Compression reduces those files to a fraction of their original size. A 5MB photo compressed properly becomes 300-500KB. It looks the same on screen, but loads 10x faster.

The Only Setting You Need to Know: Quality

When you compress an image, the main setting is "quality." It is a number from 1 to 100:

  • 80-85: Use this. It is the default on most tools for good reason. Files shrink by 60-70%, and you cannot see the difference.
  • 90-100: Almost no compression. Files stay large. Only needed for professional printing.
  • 60-79: Heavier compression. You might notice some softness. Fine for thumbnails and social media.
  • Below 60: Avoid unless you specifically need tiny files and do not care about quality.

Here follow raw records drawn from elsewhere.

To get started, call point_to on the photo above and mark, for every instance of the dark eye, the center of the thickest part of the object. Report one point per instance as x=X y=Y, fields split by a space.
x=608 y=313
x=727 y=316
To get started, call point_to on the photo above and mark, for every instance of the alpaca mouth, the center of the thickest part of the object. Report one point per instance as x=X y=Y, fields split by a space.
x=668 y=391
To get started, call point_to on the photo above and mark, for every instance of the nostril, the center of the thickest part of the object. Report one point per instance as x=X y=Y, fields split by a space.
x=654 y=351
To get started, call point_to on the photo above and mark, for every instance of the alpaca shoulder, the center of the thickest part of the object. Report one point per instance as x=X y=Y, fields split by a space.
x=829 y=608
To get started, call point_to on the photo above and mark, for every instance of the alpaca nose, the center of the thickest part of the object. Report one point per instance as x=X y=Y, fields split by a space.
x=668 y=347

That is it. Set quality to 80, compress, and move on. You do not need to understand the technical details to get good results.

Compression vs Resizing: Know the Difference

These are two different things that both reduce file size:

Compression keeps the image the same size (same width and height) but uses clever math to store the data more efficiently. Think of it as packing a suitcase more tightly.

Resizing changes the actual dimensions of the image. A 4000x3000 photo resized to 1200x900 has fewer pixels and therefore a smaller file. Think of it as using a smaller suitcase.

For the biggest file size reduction, resize first (using the resizer), then compress. Together, they can reduce a file by 90-95%.

Formats: JPG, PNG, WebP

The three formats you will encounter most:

  • JPG: For photos. Uses lossy compression (removes some data). Small files.
  • PNG: For screenshots and graphics. Uses lossless compression (keeps all data). Larger files.
  • WebP: Newer format that is better than both JPG and PNG. Supports both lossy and lossless. Smallest files.

If you are not sure, JPG for photos and PNG for everything else is a safe default. If you want the smallest files, convert to WebP using the image converter.

Common Mistakes to Avoid

  • Compressing the same image repeatedly. Each round of JPG compression removes more data. Compress once, save, and do not re-compress.
  • Uploading 4000px images when 1200px is enough. Resize first, always.
  • Using PNG for photos. PNG files are huge for photographic content. Use JPG or WebP instead.
  • Compressing below quality 60. The file gets smaller, but the quality drop becomes obvious.